1 Department of Otolaryngology - Head and Neck Surgery, University of Alabama at Birmingham, Birmingham, Alabama.
2 Gregory Fleming James Cystic Fibrosis Research Center, University of Alabama at Birmingham, Birmingham, Alabama.
Am J Rhinol Allergy. 2019 Mar;33(2):129-136. doi: 10.1177/1945892418815615. Epub 2018 Dec 25.
Methods to improve the clinical efficacy of currently available antibiotics against multidrug resistant bacteria in cystic fibrosis (CF) chronic rhinosinusitis (CRS) are greatly needed. Ivacaftor, a cystic fibrosis transmembrane conductance regulator potentiator, was recently identified as having potentially beneficial off-target effects as a weak inhibitor of bacterial DNA gyrase and topoisomerase IV. The objective of the current study is to evaluate whether ivacaftor enhances the antimicrobial activity of ciprofloxacin against Pseudomonas aeruginosa.

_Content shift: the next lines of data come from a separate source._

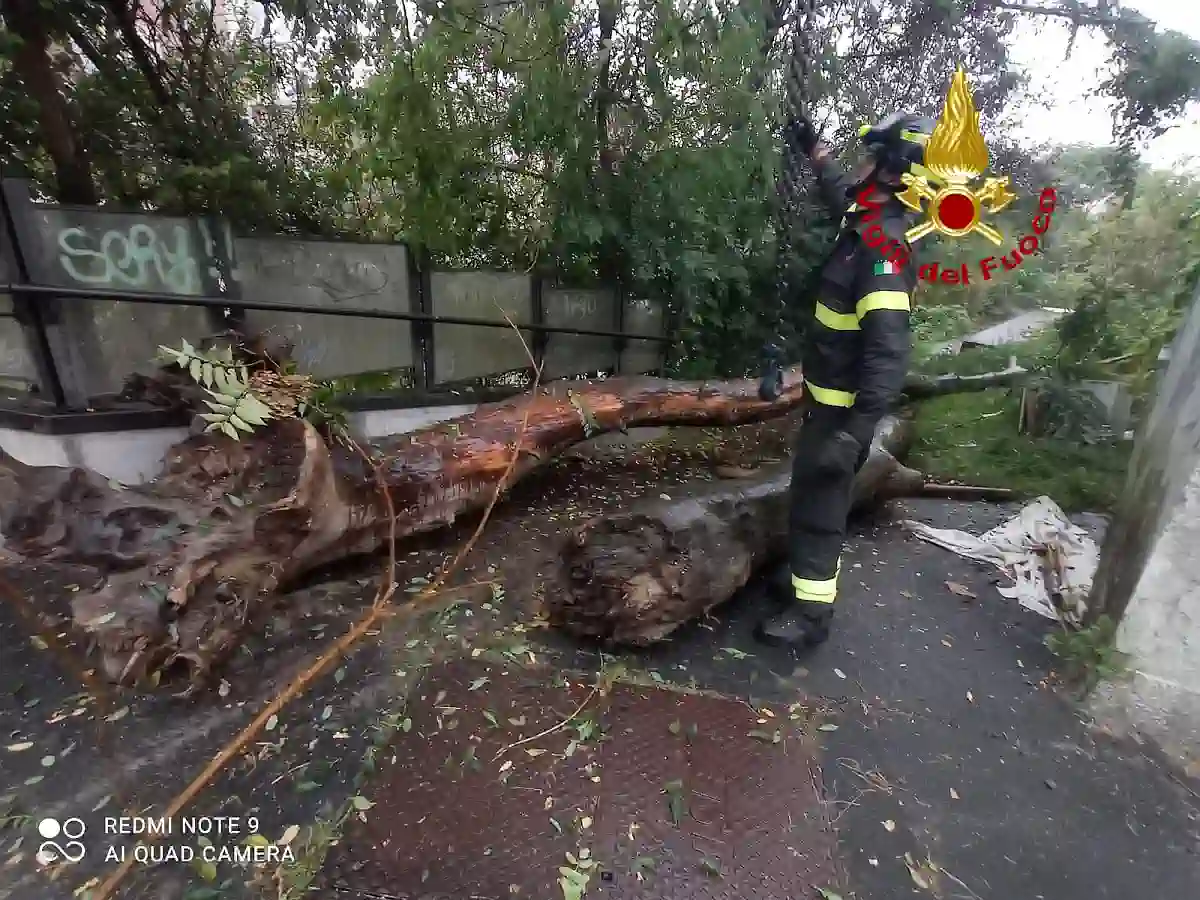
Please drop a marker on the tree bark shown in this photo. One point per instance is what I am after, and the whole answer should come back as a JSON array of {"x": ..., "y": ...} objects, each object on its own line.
[
  {"x": 925, "y": 387},
  {"x": 633, "y": 577},
  {"x": 192, "y": 557}
]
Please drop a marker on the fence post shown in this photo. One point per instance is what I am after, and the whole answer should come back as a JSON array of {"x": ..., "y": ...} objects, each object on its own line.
[
  {"x": 672, "y": 323},
  {"x": 61, "y": 334},
  {"x": 420, "y": 299},
  {"x": 221, "y": 277},
  {"x": 621, "y": 343},
  {"x": 540, "y": 339}
]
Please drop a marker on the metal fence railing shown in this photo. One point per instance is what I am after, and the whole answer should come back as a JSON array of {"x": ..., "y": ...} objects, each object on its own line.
[{"x": 91, "y": 293}]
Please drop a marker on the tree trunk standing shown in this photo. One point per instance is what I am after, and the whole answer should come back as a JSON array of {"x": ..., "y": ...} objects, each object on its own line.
[{"x": 33, "y": 64}]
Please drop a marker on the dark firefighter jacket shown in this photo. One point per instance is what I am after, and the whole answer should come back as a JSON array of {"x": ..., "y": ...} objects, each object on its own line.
[{"x": 858, "y": 343}]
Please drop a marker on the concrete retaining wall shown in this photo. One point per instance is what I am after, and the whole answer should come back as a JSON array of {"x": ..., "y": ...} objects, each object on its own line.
[
  {"x": 135, "y": 456},
  {"x": 1150, "y": 567}
]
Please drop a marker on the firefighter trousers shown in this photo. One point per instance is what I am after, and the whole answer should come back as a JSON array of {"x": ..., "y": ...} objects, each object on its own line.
[{"x": 819, "y": 507}]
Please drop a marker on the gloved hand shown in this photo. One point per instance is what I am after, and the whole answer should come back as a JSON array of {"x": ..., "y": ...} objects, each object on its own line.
[
  {"x": 799, "y": 132},
  {"x": 838, "y": 455}
]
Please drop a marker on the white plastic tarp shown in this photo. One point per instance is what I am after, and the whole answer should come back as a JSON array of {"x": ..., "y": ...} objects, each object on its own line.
[{"x": 1019, "y": 549}]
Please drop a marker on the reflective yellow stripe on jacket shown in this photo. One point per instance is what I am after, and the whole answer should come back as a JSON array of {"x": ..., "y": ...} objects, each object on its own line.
[
  {"x": 814, "y": 591},
  {"x": 881, "y": 300},
  {"x": 829, "y": 396},
  {"x": 851, "y": 321}
]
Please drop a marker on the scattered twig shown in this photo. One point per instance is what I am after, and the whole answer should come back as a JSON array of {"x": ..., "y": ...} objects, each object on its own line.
[{"x": 552, "y": 729}]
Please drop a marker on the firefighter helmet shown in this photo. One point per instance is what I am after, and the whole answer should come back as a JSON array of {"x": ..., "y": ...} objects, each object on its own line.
[{"x": 898, "y": 143}]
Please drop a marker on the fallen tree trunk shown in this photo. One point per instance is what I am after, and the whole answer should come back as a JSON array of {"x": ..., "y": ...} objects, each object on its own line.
[
  {"x": 923, "y": 387},
  {"x": 634, "y": 577},
  {"x": 193, "y": 556}
]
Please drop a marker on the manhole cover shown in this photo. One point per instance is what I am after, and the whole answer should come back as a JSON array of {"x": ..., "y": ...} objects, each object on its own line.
[{"x": 667, "y": 792}]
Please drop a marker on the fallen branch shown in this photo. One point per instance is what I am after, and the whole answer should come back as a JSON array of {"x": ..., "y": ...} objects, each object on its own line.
[{"x": 966, "y": 492}]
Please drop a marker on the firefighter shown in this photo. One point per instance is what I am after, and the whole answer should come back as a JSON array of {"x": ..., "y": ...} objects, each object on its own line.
[{"x": 855, "y": 361}]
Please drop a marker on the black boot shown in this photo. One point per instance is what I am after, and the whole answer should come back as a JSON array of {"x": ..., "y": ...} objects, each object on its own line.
[{"x": 798, "y": 625}]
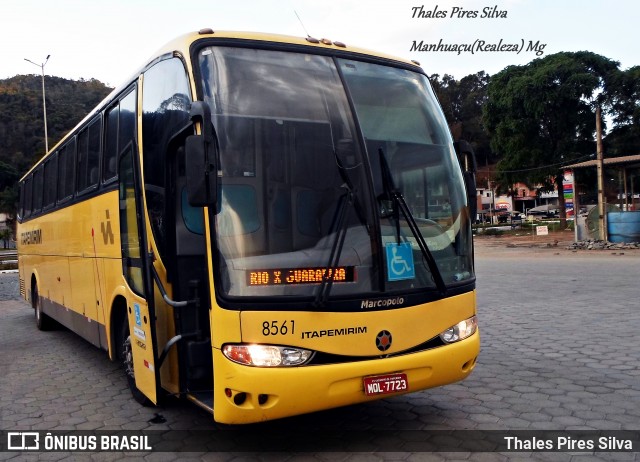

The planktonic growth of the PAO-1 strain of P. aeruginosa was studied in the presence of ciprofloxacin and/or ivacaftor. Effects were measured according to optical density of cultured PAO-1 at 600 nm. For a static PAO-1 biofilm assay, the PAO-1 strain was inoculated and cultured for 72 h in the presence of the drugs. Formed PAO-1 biofilms were quantified by crystal violet staining and imaged with confocal laser scanning microscopy (CLSM) and scanning electron microscopy (SEM).
PAO-1 growth was significantly reduced in the presence of ivacaftor (8 or 16 µg/mL) and ciprofloxacin (0.02 or 0.05 µg/mL) compared to ciprofloxacin alone ( P < .001). Similarly, ivacaftor (8 or 16 µg/mL) showed a significant reduction of PAO-1 biofilms when treated with 0.05 µg/mL of ciprofloxacin. Significant synergism was noted between ciprofloxacin and 16 µg/mL of ivacaftor ( P < .0001) in reducing planktonic growth and biofilm formation. Quantitative measurements with crystal violet staining were correlated to CLSM and SEM images.
Ivacaftor enhanced ciprofloxacin's antimicrobial activity against P. aeruginosa. Further studies evaluating the efficacy of ivacaftor/ciprofloxacin combination for P. aeruginosa for CF CRS are warranted.
迫切需要找到提高目前针对囊性纤维化(CF)慢性鼻-鼻窦炎(CRS)多重耐药菌抗生素临床疗效的方法。Ivacaftor,一种囊性纤维化跨膜电导调节剂增强剂,最近被确定具有潜在的有益的非靶点作用,作为细菌 DNA 拓扑异构酶 II 和 IV 的弱抑制剂。本研究的目的是评估 Ivacaftor 是否增强环丙沙星对铜绿假单胞菌的抗菌活性。
在环丙沙星和/或 Ivacaftor 存在的情况下,研究 PAO-1 铜绿假单胞菌的浮游生物生长。根据 600nm 培养的 PAO-1 的光密度测量效果。对于静态 PAO-1 生物膜测定,将 PAO-1 菌株接种并在药物存在下培养 72 小时。通过结晶紫染色和共聚焦激光扫描显微镜(CLSM)和扫描电子显微镜(SEM)成像定量测定形成的 PAO-1 生物膜。
与单独使用环丙沙星相比(P<0.001),Ivacaftor(8 或 16μg/ml)和环丙沙星(0.02 或 0.05μg/ml)存在时 PAO-1 生长明显减少。同样,当用 0.05μg/ml 的环丙沙星处理时,Ivacaftor(8 或 16μg/ml)也显著减少 PAO-1 生物膜。在降低浮游生物生长和生物膜形成方面,环丙沙星和 Ivacaftor(16μg/ml)之间存在显著协同作用(P<0.0001)。结晶紫染色的定量测量与 CLSM 和 SEM 图像相关。
Ivacaftor 增强了环丙沙星对铜绿假单胞菌的抗菌活性。进一步评估 Ivacaftor/环丙沙星联合治疗 CF CRS 中铜绿假单胞菌的疗效的研究是必要的。